If the world keeps going on the path it's on, people that can actual do stuff and fix stuff will be in the highest demand. JMO
my girlfriend works as a mental health therapist, with a large part of her clients being teenagers. One of the most common complaints she gets is that kids are pressured to figure out what they are supposed to do with their lives before they even know what life’s about. Her personally, she was forced to go to college and ended up loving it. But even she agrees it isnt for everyone. I personally think that making such a big decision and taking on that debt/payments/responsibility is best reserved for a few more years down the road. I’ll roughly quote my dad and one of my childhood mentors: “before you make a decision you can’t take back, learn a trade. You can make some good money while deciding if college/dream job is right for you, and you’ll always have that trade to fall back on.” My childhood mentor is more or less a lifelong cop, but is also a rancher and welder. When he wasn’t making enough cash, was on admin leave, wot whatever, he was still able to put food on the table and advance through life. For me personally, I became a heavy equipment mechanic. Never went to school, never went to votech. Whether employed by a company or not, I made good money. My best year so far I cleared $130k, not bad for a guy who almost didn’t graduate high school. But with trades the biggest part of succeeding is having a strong work ethic and a desire to get on top. I’ll be 33 this year, and after losing my job at the start of COVID, I’m changing careers. Over time I have accumulated the skills and connections to make that possible, and not only will I always be able to fall back on turning wrenches to keep my family fed, but I also learned a lot about myself in the process. None of that time was lost.
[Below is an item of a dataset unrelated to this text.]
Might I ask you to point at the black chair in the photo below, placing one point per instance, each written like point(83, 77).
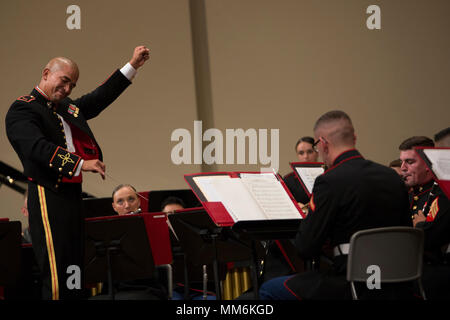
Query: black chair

Also, in terms of learning a trade, specifically my trade: votech is ok, most places just want experience. A good route for a kid getting out of school is to get on somewhere washing equipment, working the parts dept, working the warehouse, etc. go to school in the meantime and learn. After a year or two with a little luck you’re in the running to start turning wrenches, running wire, welding, or whatever. Another way to jumpstart things is learning a trade in the military. Trade employers love that stuff, and it not only sets you apart, but you can have you school paid for and benefits after you get out. That’s what I did, and even with a career change, my experiences and benefits from the military are helping me immensely.